Rabbits can consume pumpkin flowers safely, as long as they’re free of any harmful chemicals such as pesticides and chemical fertilizers.
Pumpkin is deemed healthy and nutritious for rabbits, as long as it is served in moderation. Pumpkin seeds are rich in fats and can be a choking hazard to your pet rabbit. You may gain better luck crushing the seeds and adding them in very tiny amounts to your rabbit’s diet.
Other Things to Consider When Feeding Pumpkin
Even though pumpkins are loaded with beta-carotene, which bunnies turn into Vitamin A (eye health, healthy bone composition, reproductive and immune system) there are other great sources that your rabbit will also like. You don’t have to rely on carrots or pumpkins to give Vit A to your beloved rabbit.
Like all fruit, serving your pet an excessive amount of sweet vegetables (squashes or bell peppers) can hurt his intestines but also can produce nutritional inequalities and even obesity.
Fresh food acts an essential role in the rabbit’s diet. Fresh leafy food (about 75% of the fresh part of their diet) fresh non-leafy food ( about 25% of the fresh part of their diet: 15% non-leafy vegetables and 10% good fruits) provided to your rabbit in different textures, tastes, and colors. They all aid in preventing boredom.

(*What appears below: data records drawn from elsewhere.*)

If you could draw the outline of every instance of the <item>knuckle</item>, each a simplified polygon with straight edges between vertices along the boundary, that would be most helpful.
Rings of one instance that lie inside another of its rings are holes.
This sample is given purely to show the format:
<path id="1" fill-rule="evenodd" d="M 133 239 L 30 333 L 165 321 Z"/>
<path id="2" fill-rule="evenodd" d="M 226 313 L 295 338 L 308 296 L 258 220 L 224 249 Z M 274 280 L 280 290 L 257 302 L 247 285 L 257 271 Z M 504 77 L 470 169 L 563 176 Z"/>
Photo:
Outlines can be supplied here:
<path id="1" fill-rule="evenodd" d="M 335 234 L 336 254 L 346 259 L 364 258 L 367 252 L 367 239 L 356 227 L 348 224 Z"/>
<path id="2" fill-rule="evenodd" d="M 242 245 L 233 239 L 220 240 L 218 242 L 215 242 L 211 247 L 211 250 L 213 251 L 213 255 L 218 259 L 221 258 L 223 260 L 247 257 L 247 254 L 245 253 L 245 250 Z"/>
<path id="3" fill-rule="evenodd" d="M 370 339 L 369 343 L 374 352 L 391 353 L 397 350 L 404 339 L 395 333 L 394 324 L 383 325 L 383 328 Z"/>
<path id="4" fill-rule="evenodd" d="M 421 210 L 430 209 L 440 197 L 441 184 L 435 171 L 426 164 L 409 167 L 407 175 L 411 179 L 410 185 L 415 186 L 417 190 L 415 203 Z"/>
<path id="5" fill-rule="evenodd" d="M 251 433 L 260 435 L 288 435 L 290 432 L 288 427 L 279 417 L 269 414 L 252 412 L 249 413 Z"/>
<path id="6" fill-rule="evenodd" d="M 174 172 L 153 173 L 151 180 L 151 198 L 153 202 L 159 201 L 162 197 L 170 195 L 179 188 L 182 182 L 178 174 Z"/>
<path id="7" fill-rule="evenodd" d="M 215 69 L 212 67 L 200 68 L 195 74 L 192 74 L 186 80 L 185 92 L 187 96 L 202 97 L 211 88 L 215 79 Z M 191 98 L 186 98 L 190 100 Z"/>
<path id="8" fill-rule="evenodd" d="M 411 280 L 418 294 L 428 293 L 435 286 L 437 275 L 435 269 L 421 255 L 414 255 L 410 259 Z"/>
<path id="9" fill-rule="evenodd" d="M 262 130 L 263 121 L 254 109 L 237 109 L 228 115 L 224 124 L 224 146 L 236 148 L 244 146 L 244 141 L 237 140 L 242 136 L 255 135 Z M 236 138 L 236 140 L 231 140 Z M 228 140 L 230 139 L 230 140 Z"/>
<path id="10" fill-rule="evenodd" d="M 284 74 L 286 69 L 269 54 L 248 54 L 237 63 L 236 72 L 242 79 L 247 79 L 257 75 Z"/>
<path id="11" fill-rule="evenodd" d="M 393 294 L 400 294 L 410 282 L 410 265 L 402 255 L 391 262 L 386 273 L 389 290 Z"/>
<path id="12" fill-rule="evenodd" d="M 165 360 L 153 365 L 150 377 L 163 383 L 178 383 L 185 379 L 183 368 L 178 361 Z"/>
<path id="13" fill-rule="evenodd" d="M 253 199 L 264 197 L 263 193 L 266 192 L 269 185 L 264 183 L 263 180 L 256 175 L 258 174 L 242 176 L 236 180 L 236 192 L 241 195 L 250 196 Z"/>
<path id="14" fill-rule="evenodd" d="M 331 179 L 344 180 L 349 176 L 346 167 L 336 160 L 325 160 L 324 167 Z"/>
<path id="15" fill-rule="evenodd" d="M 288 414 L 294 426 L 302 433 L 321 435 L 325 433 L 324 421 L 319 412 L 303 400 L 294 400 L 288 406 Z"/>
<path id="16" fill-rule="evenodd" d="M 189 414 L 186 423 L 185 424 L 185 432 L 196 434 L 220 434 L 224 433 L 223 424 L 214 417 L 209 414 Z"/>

The Correct Diet Is Important
A rabbit’s natural diet is very easy to grasp. In the wild, rabbits mostly consume grasses and low-lying plants. Given the chance, they’ll happily munch flowers and garden vegetables, as well.
A rabbit’s diet should consist mostly of hay, which is a great replacement for grasses in the wild. You can find a few different types of hay that are perfect for rabbits which include Timothy, Orchard, and Oat. Your pet rabbit should always have access to an immense amount of hay.
Here is other food that you can feed to your rabbit every day:
- A serving of commercial rabbit food: Always check the label to find out how much you can give to your bunny
- About a cup of leafy greens and a tablespoon of crunchy veggies per two pounds of their body weight per day
- 1 teaspoon of fruit per 2 pounds of their body weight (This is a general guideline; it’s vital to investigate each fruit to make sure it’s safe and know the right serving size!)
Your bunny also requires continual access to clean, fresh water, so don’t forget to rinse and refill your drinking bottle each day.
Last but not least, your rabbit must have something to chew on. Due to their ever-growing teeth, bunnies must continually gnaw and nibble.
Some of the great options you can give to your pet rabbit are untreated softwood sticks. This includes applewood, slices of dried, unbleached loofah, and pieces of natural coconut shell. Your bunny might like rabbit toys, too!
You can make pumpkin as an excellent treat for your rabbit any time of the year. Its high sugar content is neutralized by the large proximity of helpful vitamins and minerals, making it a good addition to your rabbit’s diet. Feel free to get your pet rabbit involved with your Halloween or Thanksgiving celebrations this year by serving them pumpkins!